El Hadidi is Executive Chief Officer at Al Alam Al Youm Newspaper in Egypt, a daily financial newspaper with offices in Saudi Arabia, the United Arab Emirates, Bahrain, Qatar, Kuwait, and Jordan, as well as in Beirut, London, Bonn, Paris, Geneva, and New York. The paper targets opinion leaders, businesswomen and men, and decision-makers at multinational and private companies. It publishes 20,000 copies in Egypt and 40,000 in the Gulf Area.
El Hadidi has made numerous television appearances, including a recurrent position on the political program Itkallem, in Egypt. Among other past jobs, she was the Cairo Business Correspondent for Al Jazeera from 1996-2004.
Sayyidah Nafisa, or Lady Nafisa, was the great-great granddaughter of the Prophet Muhammad. When she was first born in Mecca, her father Sayyid Hassan al-Anwar took her to the Prophet’s shrine, and afterward raised her with an extensive Islamic education. She accompanied her father to Madina, and took religious classes, visited religious sites, and engaged in numerous festivities. She memorized the entire Qur`an and learned Hadith, while studying Islamic jurisprudence in depth. Being extremely intelligent, she a became adept in explaining the Qur`an despite her young age.
Later in life, she extended her knowledge to her community and provided religious instruction to women and girls.
She married Isaq Ibn Ja’far went to Egypt with him, and bore two children al-Qasim and Umm Kulthum. She became renowned for her abstinence (zuhd) and piety (taqwa), for fasting the day, spending the nights in prayer and for her excessive devotion to worshiping Allah (swt). She moved from Medina to Egypt with her husband Isaq Ibn Ja’far. In Egypt she fasted all day and prayed all night and made the pilgrimage thirty times in her life.
When she began to feel her death approaching, Nafisa dug her grave with her own hands inside her home. Every day she would enter the grave and worship in it, as a reminder of the coming afterlife. She used to pray all her extra prayers inside that grave.
Egyptians admired her constant piety and comprehensive knowledge, and referred to her with many other names: Nafisat al-`ilmi wal-ma`rifat, (the Rare Lady of Knowledge and Gnosis) because of her knowledge of the Family of the Holy Prophet; Sahibat al-Karamat, “the Lady of Miracles”; Sayyidat Ahl al-Fatwa, “the Leading Lady in deriving rulings and verdicts”; and Nafisat al-Masriyyin, “the Rare Lady of the Egyptians”, because of the Egyptian people’s intense love for her and her love for them.
A beautiful mosque stands in her name (Mosque of Sayyida Nafisa) in Cairo, Egypt.
Zeynep Fadillioglu is one member of a team of interior designers and architects overseeing the construction of the Sakirin Mosque in Istanbul, Turkey. An accomplished and elegant interior designer of restaurants and hotels, Fadillioglu won a commission to redesign the mosque, her first religious structure.
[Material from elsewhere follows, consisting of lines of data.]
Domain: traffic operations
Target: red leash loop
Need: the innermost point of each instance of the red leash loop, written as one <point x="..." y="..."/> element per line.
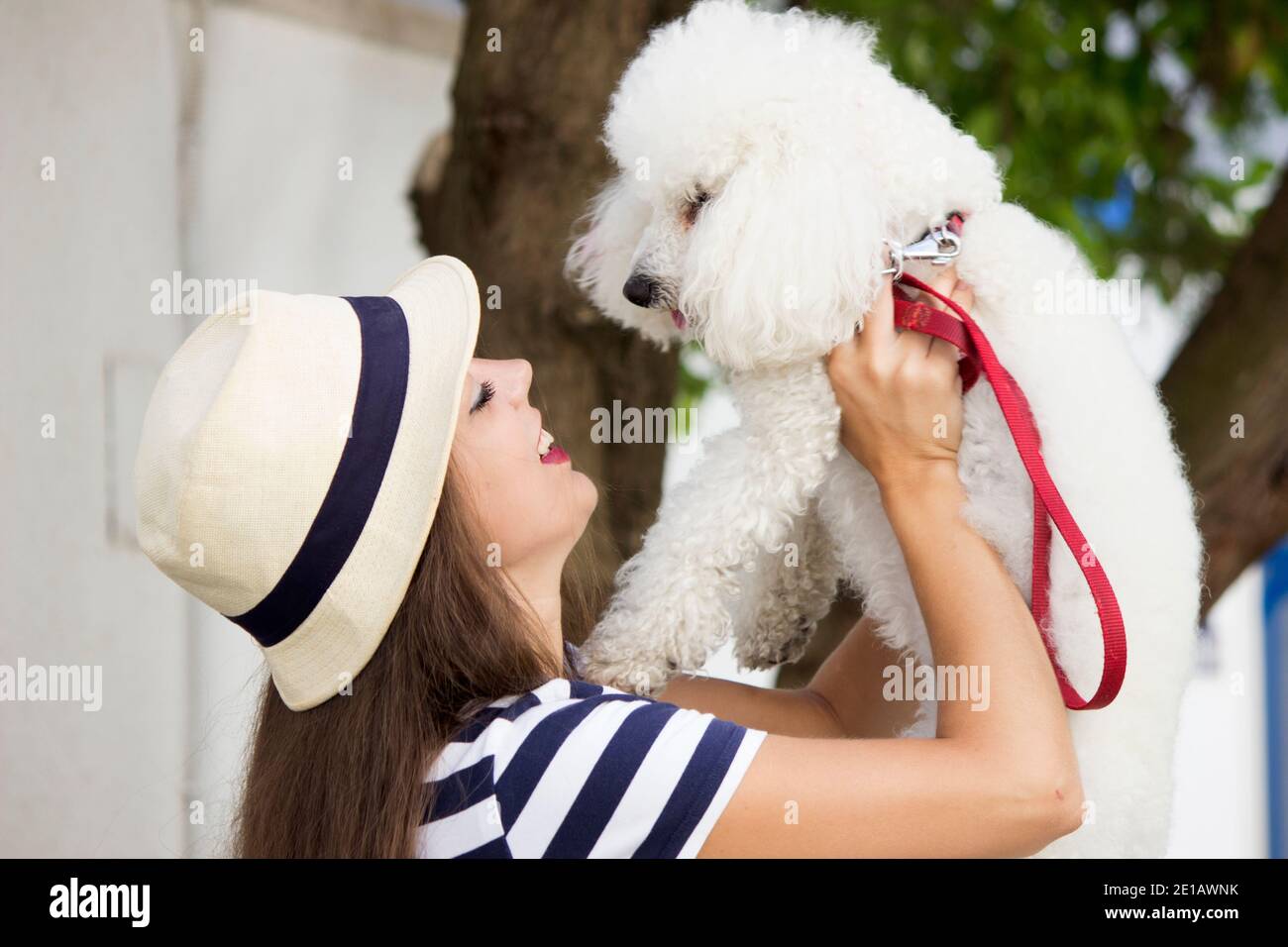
<point x="979" y="359"/>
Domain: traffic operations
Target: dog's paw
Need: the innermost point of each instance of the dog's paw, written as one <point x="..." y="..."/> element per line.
<point x="768" y="648"/>
<point x="630" y="673"/>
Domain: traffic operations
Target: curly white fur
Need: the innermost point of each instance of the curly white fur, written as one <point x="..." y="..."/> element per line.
<point x="811" y="154"/>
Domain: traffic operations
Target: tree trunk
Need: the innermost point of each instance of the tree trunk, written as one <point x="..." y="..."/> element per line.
<point x="522" y="161"/>
<point x="1232" y="379"/>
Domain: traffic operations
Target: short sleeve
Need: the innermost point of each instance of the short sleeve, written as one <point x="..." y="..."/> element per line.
<point x="617" y="776"/>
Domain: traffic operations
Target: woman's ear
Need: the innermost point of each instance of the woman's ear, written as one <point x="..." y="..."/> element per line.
<point x="599" y="261"/>
<point x="787" y="261"/>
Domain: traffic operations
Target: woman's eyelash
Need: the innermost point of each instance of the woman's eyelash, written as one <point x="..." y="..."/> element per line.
<point x="485" y="390"/>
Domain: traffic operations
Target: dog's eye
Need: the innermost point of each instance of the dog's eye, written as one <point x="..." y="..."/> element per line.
<point x="695" y="205"/>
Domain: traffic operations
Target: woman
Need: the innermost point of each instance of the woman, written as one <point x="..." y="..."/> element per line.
<point x="386" y="517"/>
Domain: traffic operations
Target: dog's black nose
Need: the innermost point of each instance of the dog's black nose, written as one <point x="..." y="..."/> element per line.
<point x="640" y="290"/>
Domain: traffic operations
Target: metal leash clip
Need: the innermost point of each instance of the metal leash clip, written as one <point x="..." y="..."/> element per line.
<point x="939" y="247"/>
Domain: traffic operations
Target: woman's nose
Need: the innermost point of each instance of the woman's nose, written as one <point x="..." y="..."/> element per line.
<point x="522" y="377"/>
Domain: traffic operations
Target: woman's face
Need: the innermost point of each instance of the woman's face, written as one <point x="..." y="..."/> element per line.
<point x="532" y="508"/>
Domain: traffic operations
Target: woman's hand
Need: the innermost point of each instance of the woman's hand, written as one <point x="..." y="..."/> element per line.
<point x="900" y="392"/>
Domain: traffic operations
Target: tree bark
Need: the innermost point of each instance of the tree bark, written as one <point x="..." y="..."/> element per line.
<point x="520" y="162"/>
<point x="1235" y="367"/>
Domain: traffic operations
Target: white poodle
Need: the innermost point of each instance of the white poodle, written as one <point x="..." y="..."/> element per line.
<point x="763" y="159"/>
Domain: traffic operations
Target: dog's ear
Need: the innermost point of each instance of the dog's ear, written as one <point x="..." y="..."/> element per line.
<point x="599" y="261"/>
<point x="790" y="261"/>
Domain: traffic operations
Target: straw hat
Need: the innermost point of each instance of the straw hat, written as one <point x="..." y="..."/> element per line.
<point x="292" y="458"/>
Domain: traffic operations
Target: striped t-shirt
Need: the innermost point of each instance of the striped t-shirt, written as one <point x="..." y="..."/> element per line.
<point x="574" y="770"/>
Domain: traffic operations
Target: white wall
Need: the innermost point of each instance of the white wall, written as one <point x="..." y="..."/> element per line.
<point x="220" y="163"/>
<point x="77" y="256"/>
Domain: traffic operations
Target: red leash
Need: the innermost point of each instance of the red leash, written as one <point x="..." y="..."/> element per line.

Fadillioglu’s design blends modern techniques and materials into traditional religious art from the Ottoman era. She incorporates a large metal sphere over the entrance, a fountain, and a modern glass chandelier from China made from thousands of individually crafted shards of glass. The mosque was commissioned by a wealthy Arab Turkish family, as a memorial to their mother.
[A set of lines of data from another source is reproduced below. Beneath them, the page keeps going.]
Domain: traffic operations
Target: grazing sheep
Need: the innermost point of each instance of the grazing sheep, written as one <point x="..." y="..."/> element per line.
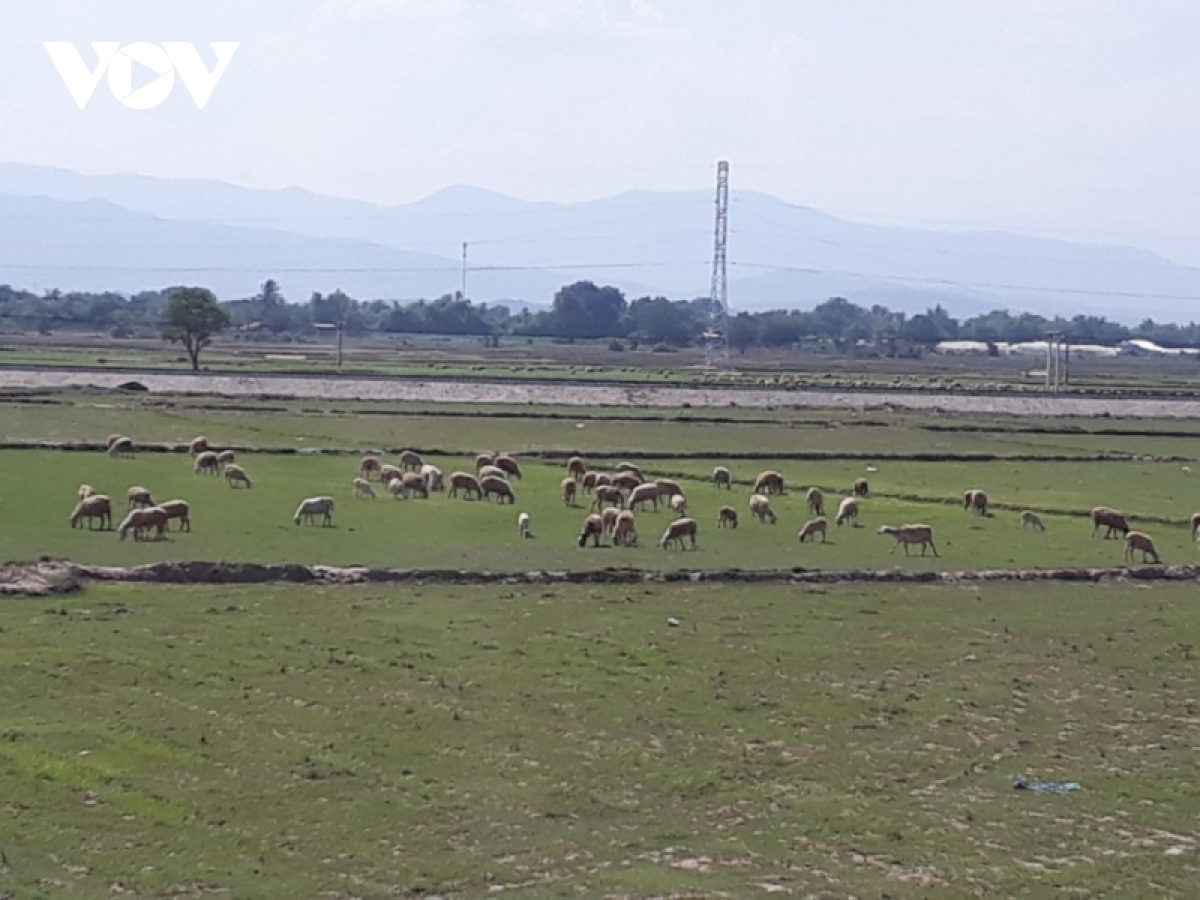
<point x="509" y="466"/>
<point x="607" y="493"/>
<point x="466" y="483"/>
<point x="976" y="501"/>
<point x="570" y="487"/>
<point x="627" y="480"/>
<point x="576" y="468"/>
<point x="677" y="531"/>
<point x="760" y="508"/>
<point x="313" y="507"/>
<point x="94" y="507"/>
<point x="121" y="447"/>
<point x="593" y="528"/>
<point x="642" y="495"/>
<point x="1109" y="519"/>
<point x="768" y="483"/>
<point x="432" y="475"/>
<point x="633" y="468"/>
<point x="139" y="497"/>
<point x="523" y="526"/>
<point x="811" y="528"/>
<point x="141" y="521"/>
<point x="237" y="475"/>
<point x="815" y="501"/>
<point x="207" y="462"/>
<point x="1138" y="540"/>
<point x="909" y="535"/>
<point x="180" y="510"/>
<point x="499" y="486"/>
<point x="624" y="533"/>
<point x="414" y="483"/>
<point x="1032" y="520"/>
Fadillioglu assigned the second-floor balcony as the area where the women will pray. She has made this balcony as large and as beautiful as the men’s part of the mosque.
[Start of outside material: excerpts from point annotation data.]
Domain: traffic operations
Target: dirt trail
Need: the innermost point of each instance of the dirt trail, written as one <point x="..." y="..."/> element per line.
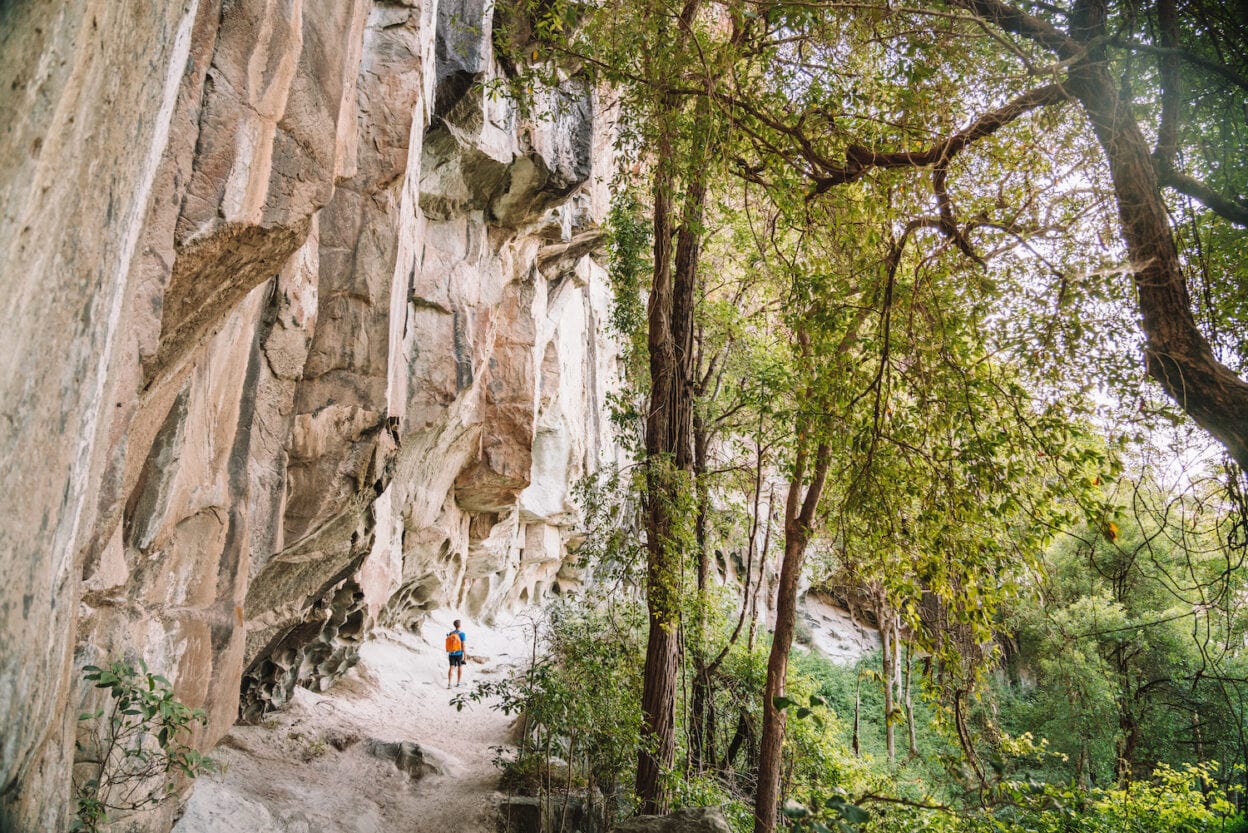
<point x="321" y="764"/>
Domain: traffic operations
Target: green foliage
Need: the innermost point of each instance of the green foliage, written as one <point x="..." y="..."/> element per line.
<point x="579" y="702"/>
<point x="135" y="746"/>
<point x="1173" y="801"/>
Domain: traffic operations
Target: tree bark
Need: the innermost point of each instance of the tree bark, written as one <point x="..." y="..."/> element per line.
<point x="1176" y="352"/>
<point x="669" y="468"/>
<point x="798" y="528"/>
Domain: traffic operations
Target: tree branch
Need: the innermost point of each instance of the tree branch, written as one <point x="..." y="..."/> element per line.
<point x="1226" y="207"/>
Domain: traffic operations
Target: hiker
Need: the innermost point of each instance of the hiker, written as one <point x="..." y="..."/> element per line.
<point x="456" y="641"/>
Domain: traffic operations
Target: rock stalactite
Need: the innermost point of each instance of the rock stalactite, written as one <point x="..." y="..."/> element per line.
<point x="305" y="334"/>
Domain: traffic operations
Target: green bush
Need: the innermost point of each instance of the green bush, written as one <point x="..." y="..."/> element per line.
<point x="134" y="746"/>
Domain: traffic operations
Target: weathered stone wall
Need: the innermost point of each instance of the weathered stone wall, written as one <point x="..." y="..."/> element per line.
<point x="303" y="335"/>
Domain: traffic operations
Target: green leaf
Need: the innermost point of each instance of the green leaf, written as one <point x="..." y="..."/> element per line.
<point x="781" y="703"/>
Highly-motivated and very determined, Princess Adila has taken a vocal stance on many issues relating to women and children in Saudi Arabia.
Adila serves as the vice chair on the National Family Safety Program. In 2009 she spoke about the country’s progress in recognizing and ending domestic violence in Saudi Arabia. “The biggest achievement” of the past year, the princess said, had been the increased coordination of all government ministries “to stop the phenomenon of family violence. Now we have partners in all sectors and that is an achievement.”
Adila has spoken out in favor of introducing sports at girls schools. She has been active with the Gulf Business Women’s Committee. Additionally, she has intervened in cases of disowned girls.